Image courtesy of Alex Wild

I love ant. Part 2.

Ants and arthropods: Lycaenid caterpillars
Ants have mutualist associations with many different arthropods, many of which happen to be liquid feeding bugs (order Heteroptera). Honeydew is the liquid excretion of these insects, rich in sugar and very attractive to ants. A unique group of caterpillars in the family Lycaenidae (order Lepidoptera) secrete honeydew-like substances to attract ants.  In fact, they have special organs dedicated to these liquid secretions.  In exchange for the sugar rich liquid, ants protect caterpillars from parasitic wasps that would otherwise kill them.

But some caterpillars cheat! In an extreme way of using the ants for protection, some Lycaenids chemically mimic ant species, essentially send out a “lost young” signal. The ants take the parasitic caterpillars back to their nest site where the caterpillars chomp away on the brood.  Who said there’s no free lunch?

Image courtesy of Alex Wild

I love ant. Part 1.

Thanks to numerous lectures by a visiting professor, I’ve learned quite a bit about myrmecophily: the beneficial associations between ants and other organisms such as plants, arthropods, or fungi.  These I gladly share with you over the next few posts.

Ants and Plants: The Bullhorn Acacia
The bullhorn acacia, Acacia cornigera, is commonly found in association with Pseudomyrmex ant species.  In exchange for defense, the Acacia provides shelter for ants (domatia), carbohydrate rich nectar (extrafloral nectar), and lipid-protein packets (food/Beltian bodies).  The ants protect the tree against herbivory by other arthropods or even mammals.  There is evidence that the Acacia tightly monitor their relationship with mutualistic ants.  One way is by pre-digesting sugar for ants that lack such digestive enzymes.  Evolutionarily cool.

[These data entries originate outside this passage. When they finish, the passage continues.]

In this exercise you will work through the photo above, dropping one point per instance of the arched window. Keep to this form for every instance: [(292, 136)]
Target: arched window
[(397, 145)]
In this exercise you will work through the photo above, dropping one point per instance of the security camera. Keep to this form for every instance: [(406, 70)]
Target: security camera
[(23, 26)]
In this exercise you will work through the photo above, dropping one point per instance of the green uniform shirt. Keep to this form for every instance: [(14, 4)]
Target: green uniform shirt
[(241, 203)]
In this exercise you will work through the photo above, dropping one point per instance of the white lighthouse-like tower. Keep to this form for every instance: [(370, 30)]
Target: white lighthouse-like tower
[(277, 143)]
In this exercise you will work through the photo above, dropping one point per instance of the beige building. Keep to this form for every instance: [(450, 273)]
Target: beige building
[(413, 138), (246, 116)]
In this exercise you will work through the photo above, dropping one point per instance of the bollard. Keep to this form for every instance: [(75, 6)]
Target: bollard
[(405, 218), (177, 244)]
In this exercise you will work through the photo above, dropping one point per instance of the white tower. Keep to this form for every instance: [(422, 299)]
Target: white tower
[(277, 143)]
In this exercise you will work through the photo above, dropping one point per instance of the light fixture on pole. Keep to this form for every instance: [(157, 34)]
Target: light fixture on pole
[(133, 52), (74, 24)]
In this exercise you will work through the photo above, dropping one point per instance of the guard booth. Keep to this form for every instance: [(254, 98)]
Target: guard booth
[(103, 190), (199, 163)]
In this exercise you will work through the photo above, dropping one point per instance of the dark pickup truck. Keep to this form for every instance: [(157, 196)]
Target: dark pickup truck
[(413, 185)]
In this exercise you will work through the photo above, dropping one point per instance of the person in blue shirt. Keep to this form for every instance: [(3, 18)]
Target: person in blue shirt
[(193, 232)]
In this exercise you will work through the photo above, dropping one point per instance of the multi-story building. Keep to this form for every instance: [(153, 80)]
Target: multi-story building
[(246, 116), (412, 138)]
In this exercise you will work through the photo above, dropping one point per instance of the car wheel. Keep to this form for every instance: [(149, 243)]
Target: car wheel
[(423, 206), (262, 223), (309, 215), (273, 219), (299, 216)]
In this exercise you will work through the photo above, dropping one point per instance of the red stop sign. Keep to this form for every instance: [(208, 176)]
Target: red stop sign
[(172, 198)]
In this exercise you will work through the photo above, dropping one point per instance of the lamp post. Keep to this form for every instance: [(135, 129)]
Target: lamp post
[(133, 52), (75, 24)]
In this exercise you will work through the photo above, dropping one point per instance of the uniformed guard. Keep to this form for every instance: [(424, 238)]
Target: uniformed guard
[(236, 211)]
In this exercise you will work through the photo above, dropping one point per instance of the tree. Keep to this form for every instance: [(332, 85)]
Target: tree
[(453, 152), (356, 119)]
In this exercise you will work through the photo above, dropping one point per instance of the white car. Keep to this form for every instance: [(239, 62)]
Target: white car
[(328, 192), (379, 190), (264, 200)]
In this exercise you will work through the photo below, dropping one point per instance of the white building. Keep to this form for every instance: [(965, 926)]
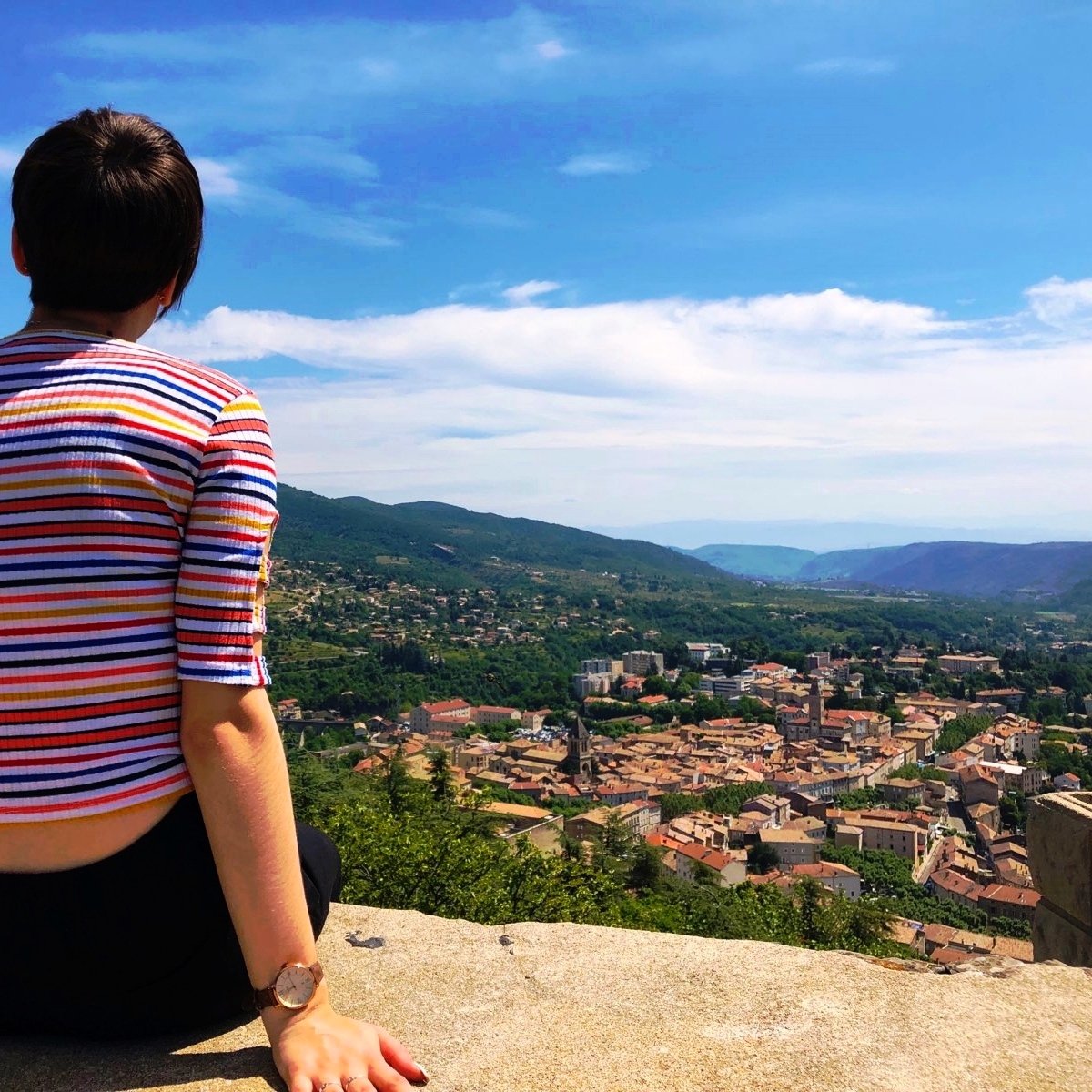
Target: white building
[(642, 662)]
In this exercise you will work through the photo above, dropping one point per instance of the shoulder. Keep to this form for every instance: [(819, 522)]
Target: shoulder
[(227, 389)]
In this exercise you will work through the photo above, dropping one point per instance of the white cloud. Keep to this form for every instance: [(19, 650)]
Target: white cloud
[(890, 408), (849, 66), (9, 159), (604, 163), (522, 294), (551, 50), (1060, 303), (217, 179)]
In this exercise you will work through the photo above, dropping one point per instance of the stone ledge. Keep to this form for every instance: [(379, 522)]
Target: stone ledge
[(605, 1010)]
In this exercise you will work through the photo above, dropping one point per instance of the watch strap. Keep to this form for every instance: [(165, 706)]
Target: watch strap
[(266, 998)]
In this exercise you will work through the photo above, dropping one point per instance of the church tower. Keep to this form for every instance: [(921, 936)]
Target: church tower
[(814, 709), (578, 762)]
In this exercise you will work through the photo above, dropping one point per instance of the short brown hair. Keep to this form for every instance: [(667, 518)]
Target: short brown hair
[(108, 208)]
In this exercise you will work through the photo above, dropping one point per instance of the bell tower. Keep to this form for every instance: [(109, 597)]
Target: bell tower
[(578, 762), (814, 709)]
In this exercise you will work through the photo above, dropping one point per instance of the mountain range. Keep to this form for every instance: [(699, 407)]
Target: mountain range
[(955, 568), (450, 546)]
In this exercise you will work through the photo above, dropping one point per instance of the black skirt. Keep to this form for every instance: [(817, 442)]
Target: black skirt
[(140, 944)]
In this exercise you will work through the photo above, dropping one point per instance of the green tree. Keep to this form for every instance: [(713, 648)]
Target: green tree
[(763, 858), (398, 782)]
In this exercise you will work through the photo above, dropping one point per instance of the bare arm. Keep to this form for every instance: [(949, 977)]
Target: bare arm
[(234, 753)]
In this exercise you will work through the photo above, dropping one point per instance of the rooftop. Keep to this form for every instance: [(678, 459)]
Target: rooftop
[(611, 1009)]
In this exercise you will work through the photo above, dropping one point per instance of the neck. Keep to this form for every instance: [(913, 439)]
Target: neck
[(126, 326)]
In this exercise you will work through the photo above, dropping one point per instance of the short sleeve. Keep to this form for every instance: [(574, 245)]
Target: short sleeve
[(225, 551)]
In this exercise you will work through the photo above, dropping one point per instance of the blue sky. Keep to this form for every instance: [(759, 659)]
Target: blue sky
[(620, 261)]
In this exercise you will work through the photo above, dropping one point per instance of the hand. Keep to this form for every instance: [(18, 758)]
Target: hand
[(316, 1046)]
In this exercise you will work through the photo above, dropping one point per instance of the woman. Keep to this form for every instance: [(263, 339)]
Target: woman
[(151, 872)]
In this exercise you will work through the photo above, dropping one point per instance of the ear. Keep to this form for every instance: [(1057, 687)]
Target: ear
[(167, 296), (17, 255)]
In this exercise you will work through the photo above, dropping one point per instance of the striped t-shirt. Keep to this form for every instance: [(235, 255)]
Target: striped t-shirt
[(136, 502)]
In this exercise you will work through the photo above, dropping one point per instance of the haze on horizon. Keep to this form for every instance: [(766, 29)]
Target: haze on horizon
[(622, 265)]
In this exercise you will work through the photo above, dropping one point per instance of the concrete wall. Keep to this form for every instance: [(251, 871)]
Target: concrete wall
[(1059, 854)]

Image courtesy of Alex Wild

Om nom nom

Not only is the title of this post a common greeting in my household, it accurately suggests something delicious.  At least in most cases.  While providing nourishment and pleasure for some (e.g. deep dish pizza from The Nines), food can also be the way to kill a bug, particularly those pesky plant eating insects.

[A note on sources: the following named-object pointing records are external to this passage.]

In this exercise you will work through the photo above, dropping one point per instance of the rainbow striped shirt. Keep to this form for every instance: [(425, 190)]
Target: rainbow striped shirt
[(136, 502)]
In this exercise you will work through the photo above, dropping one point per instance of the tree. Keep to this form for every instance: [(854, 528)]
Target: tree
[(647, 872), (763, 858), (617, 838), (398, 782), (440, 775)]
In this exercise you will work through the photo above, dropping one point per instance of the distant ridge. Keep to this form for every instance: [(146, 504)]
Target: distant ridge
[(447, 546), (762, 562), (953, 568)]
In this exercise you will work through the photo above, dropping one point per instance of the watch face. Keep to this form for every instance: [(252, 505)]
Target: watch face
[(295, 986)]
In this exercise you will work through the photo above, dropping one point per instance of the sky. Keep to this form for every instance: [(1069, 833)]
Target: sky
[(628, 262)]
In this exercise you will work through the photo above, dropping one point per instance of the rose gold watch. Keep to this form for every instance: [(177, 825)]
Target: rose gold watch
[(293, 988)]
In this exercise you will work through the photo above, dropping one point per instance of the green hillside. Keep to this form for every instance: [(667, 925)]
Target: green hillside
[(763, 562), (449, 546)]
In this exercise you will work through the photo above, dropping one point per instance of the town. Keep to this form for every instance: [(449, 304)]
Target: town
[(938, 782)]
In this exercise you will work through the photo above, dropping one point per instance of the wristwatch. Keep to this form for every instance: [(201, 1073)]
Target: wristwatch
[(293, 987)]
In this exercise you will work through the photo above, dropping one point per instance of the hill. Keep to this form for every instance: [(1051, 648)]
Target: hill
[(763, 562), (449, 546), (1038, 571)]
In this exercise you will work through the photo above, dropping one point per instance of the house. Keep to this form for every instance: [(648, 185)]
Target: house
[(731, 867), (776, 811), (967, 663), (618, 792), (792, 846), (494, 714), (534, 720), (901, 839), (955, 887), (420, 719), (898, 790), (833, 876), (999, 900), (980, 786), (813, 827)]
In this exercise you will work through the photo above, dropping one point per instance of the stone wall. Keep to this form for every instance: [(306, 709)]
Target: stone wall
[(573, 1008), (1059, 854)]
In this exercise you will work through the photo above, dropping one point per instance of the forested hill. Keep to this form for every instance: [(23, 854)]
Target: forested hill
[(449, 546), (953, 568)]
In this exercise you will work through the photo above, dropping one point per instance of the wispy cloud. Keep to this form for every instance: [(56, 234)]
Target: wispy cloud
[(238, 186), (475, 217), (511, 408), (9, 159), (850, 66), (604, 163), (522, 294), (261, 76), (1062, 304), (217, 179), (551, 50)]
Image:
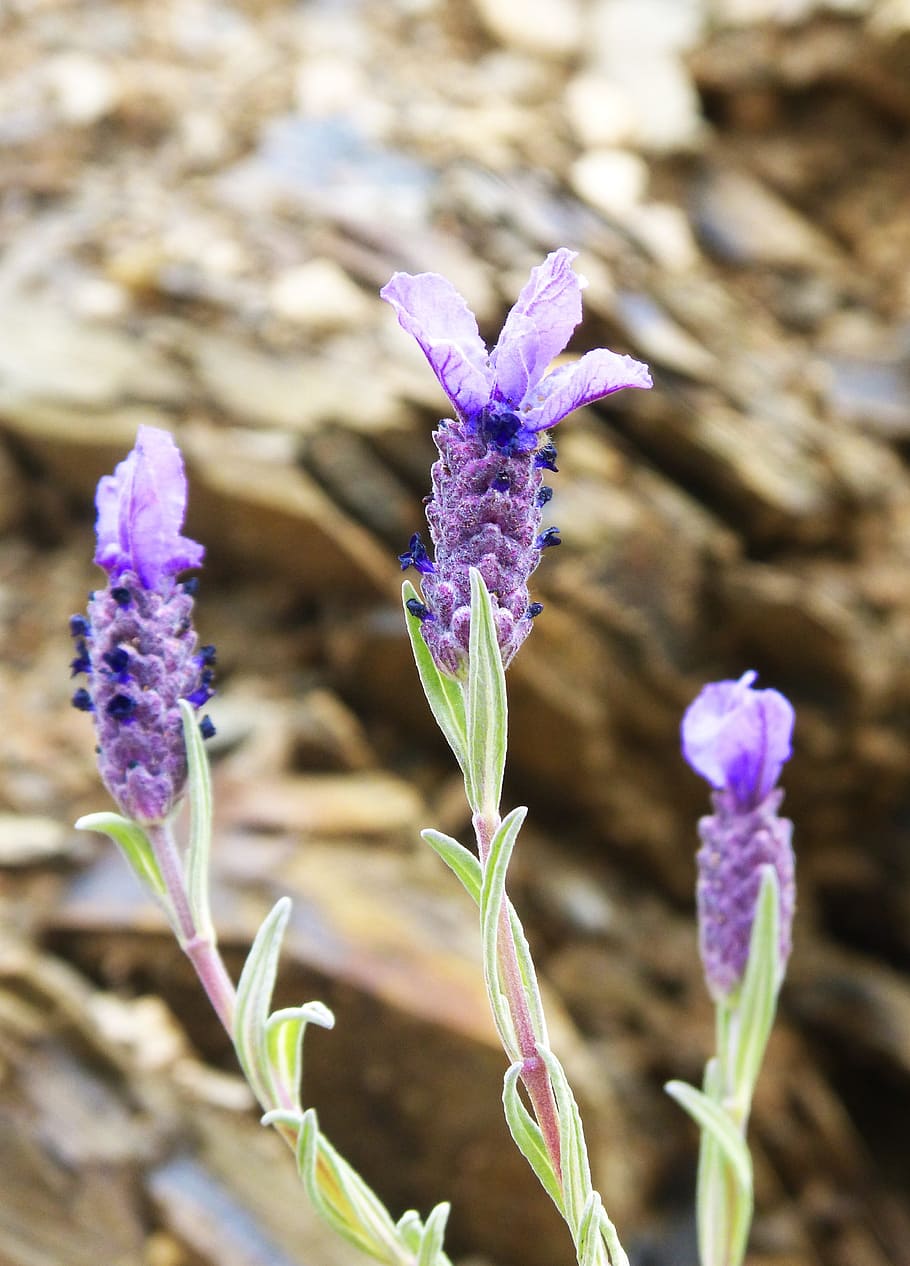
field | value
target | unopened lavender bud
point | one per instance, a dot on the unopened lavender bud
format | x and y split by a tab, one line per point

Plant defense and insect offense: same story, new insights.  This cycle, known as a co-evolutionary arms race, goes something like this: insect herbivores consume plant matter; plants don’t want to get eaten so they find a way to defend themselves; insects retaliate and find a way to overcome these plant defenses; plants evolve a new mechanism; repeat indefinitely along an extended evolutionary timescale.  And the escalation is riveting!

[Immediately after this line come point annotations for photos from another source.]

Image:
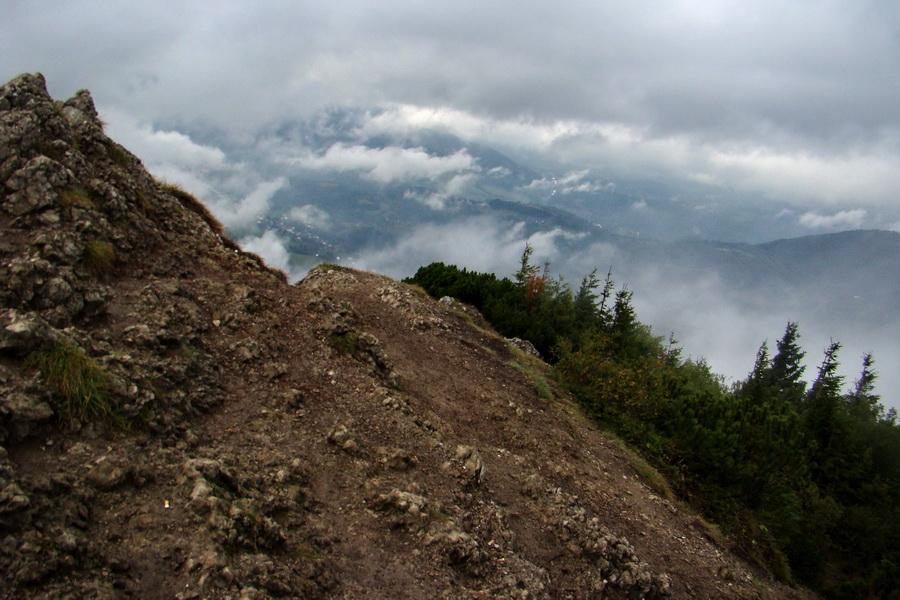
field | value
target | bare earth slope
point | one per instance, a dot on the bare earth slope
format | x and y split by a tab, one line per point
346	437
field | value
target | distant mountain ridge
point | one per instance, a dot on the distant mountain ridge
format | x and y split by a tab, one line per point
178	421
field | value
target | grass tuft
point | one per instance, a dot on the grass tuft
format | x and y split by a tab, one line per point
190	202
80	385
118	155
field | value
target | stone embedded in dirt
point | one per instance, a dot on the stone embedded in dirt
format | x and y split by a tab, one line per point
22	414
108	475
216	490
340	437
24	332
525	346
473	466
404	509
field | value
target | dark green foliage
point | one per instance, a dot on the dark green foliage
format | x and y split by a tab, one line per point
79	384
807	480
535	306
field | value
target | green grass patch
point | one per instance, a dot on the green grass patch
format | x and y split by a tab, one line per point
118	155
81	387
190	202
537	379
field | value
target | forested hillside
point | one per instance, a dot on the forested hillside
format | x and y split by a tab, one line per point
803	474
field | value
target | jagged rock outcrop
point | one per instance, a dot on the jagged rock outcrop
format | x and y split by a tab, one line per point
239	437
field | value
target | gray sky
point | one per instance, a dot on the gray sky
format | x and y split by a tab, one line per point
797	100
794	101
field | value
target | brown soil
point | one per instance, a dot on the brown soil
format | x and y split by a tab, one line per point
344	438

So how does it work?  In this study, researchers focused on tomato plants and caterpillars.  They found an enzyme specific to tomato and other Solanaceous plants that is activated only in the gut of caterpillars.  The enzyme breaks down a key nutrient needed for caterpillar growth.  And the caterpillars essentially starve to death, wah wah wah.

Poor little dudes, but they keep eating my tomatoes…conundrum!

Tobacco hornworm, Manduca sexta

***Editor’s note***
Serious Eats has just informed me that “nom nom” has been officially recognized in the Oxford English Dictionary.